Question

Capital Structure, WACC, and Firm Investment Suppose a firm can borrow money to finance projects from...

Capital Structure, WACC, and Firm Investment Suppose a firm can borrow money to finance projects from a bank at a marginal, pre- tax rate of 4.0%. Suppose the firm’s stock currently has a beta of 1.2, the market risk premium is 6% and the risk-free rate is 4.0%. The firm is currently financed with 40% debt and faces a 30% marginal tax rate. The firm is considering an average-risk project with the following free cash flows: Year 0 1 2 3 4 FCF -216,000 100,000 75,000 50,000 25,000 a. Compute the firm’s WACC. b. Compute the project’s NPV and IRR. c. Should the firm invest in the project? Why or why not? Now, assume that the CFO has determined that, when financing the project, the firm will also recapitalize so that the firm would be financed with 50% debt. d. Compute the firm’s unlevered beta. e. Compute the firm’s WACC after re-capitalizing. f. Re-calculate the project’s NPV. g. Has the firm changed its view of whether to accept the project? Explain why or why not.

Homework Answers

Answer #1

WACC= Kd*(Wd) + Ke*(We)

Kd= 4%*(1-.3)

= 2.8%

Ke= 4% + 1.2*(6%)

=11.2%

a) WACC= 2.8%*(0.4) + 11.2%*(0.6) = 7.84%

b)

Year Cash flow
0 -216000
1 100000
2 75000
3 50000
4 25000
WACC 7.84%
NPV -425.1
IRR 7.73%

c) We should reject the project as we are getting a negative net present value.

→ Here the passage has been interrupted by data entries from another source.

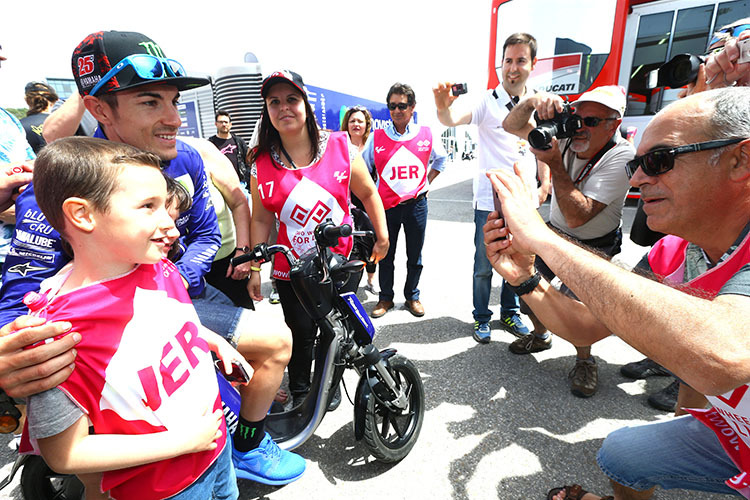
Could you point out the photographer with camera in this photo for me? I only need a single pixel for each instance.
(586, 155)
(497, 149)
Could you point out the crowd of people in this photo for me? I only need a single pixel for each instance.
(154, 222)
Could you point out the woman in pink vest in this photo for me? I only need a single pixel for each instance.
(302, 176)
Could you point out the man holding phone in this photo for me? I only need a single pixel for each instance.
(497, 149)
(407, 158)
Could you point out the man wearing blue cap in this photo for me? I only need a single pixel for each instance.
(132, 90)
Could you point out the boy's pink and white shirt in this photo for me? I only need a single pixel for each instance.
(141, 368)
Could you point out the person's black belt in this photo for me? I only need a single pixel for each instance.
(414, 200)
(601, 243)
(605, 241)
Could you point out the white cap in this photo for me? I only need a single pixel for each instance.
(612, 96)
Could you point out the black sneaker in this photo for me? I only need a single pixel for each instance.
(665, 399)
(643, 369)
(584, 378)
(530, 343)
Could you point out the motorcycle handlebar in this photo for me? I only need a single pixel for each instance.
(336, 232)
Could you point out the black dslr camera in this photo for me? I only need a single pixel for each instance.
(562, 126)
(678, 72)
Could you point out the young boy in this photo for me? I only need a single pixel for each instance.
(144, 378)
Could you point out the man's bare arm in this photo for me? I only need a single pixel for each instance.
(675, 329)
(26, 372)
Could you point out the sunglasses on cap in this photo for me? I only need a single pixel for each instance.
(732, 31)
(594, 121)
(660, 161)
(145, 66)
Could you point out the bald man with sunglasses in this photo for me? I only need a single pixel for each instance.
(693, 170)
(589, 187)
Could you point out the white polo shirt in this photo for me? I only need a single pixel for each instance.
(498, 148)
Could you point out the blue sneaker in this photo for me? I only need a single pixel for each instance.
(513, 324)
(268, 464)
(481, 332)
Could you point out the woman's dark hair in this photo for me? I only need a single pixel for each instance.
(348, 115)
(269, 138)
(39, 97)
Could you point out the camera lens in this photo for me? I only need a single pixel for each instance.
(679, 71)
(541, 137)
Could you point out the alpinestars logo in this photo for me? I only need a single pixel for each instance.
(340, 175)
(24, 269)
(317, 214)
(306, 206)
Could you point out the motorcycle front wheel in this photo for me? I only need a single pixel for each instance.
(391, 434)
(39, 482)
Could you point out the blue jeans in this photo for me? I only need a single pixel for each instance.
(217, 483)
(413, 216)
(482, 282)
(680, 453)
(217, 313)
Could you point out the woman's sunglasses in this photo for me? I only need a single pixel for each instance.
(145, 66)
(660, 161)
(401, 105)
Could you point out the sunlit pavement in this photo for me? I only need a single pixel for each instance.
(496, 425)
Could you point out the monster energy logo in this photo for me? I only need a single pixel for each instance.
(152, 49)
(244, 430)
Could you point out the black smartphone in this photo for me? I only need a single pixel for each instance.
(459, 88)
(239, 375)
(498, 208)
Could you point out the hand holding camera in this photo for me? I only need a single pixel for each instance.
(444, 94)
(562, 125)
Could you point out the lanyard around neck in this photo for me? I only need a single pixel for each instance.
(591, 163)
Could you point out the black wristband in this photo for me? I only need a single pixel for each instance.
(527, 286)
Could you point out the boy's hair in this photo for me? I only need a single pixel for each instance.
(177, 196)
(82, 167)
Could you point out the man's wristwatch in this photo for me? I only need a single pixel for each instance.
(527, 286)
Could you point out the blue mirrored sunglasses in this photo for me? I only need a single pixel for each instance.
(145, 66)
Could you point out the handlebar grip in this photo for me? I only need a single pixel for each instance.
(335, 232)
(242, 259)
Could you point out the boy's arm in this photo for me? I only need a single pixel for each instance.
(224, 351)
(75, 451)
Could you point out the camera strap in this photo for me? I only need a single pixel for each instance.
(592, 162)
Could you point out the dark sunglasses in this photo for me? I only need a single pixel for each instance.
(146, 66)
(732, 31)
(660, 161)
(594, 121)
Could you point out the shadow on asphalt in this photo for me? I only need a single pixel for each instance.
(511, 407)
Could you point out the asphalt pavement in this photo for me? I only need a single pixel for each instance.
(496, 425)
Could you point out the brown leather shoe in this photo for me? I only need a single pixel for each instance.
(381, 308)
(415, 307)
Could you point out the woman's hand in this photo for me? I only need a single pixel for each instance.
(253, 286)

d) Unlevered Beta = Equity Beta / [ 1 + ((1-t)*(D/E))]

= 1.2 / [1 + (0.7*1)]

= 0.70588

e) WACC = 2.8%*(0.5) + 11.2%*(0.5) = 7%

f)

Year Cash flow
0 -216000
1 100000
2 75000
3 50000
4 25000
WACC 7.00%
NPV 2853.1
IRR

7.73%

g) We will accept the project as WACC has decreased and NPV is positive.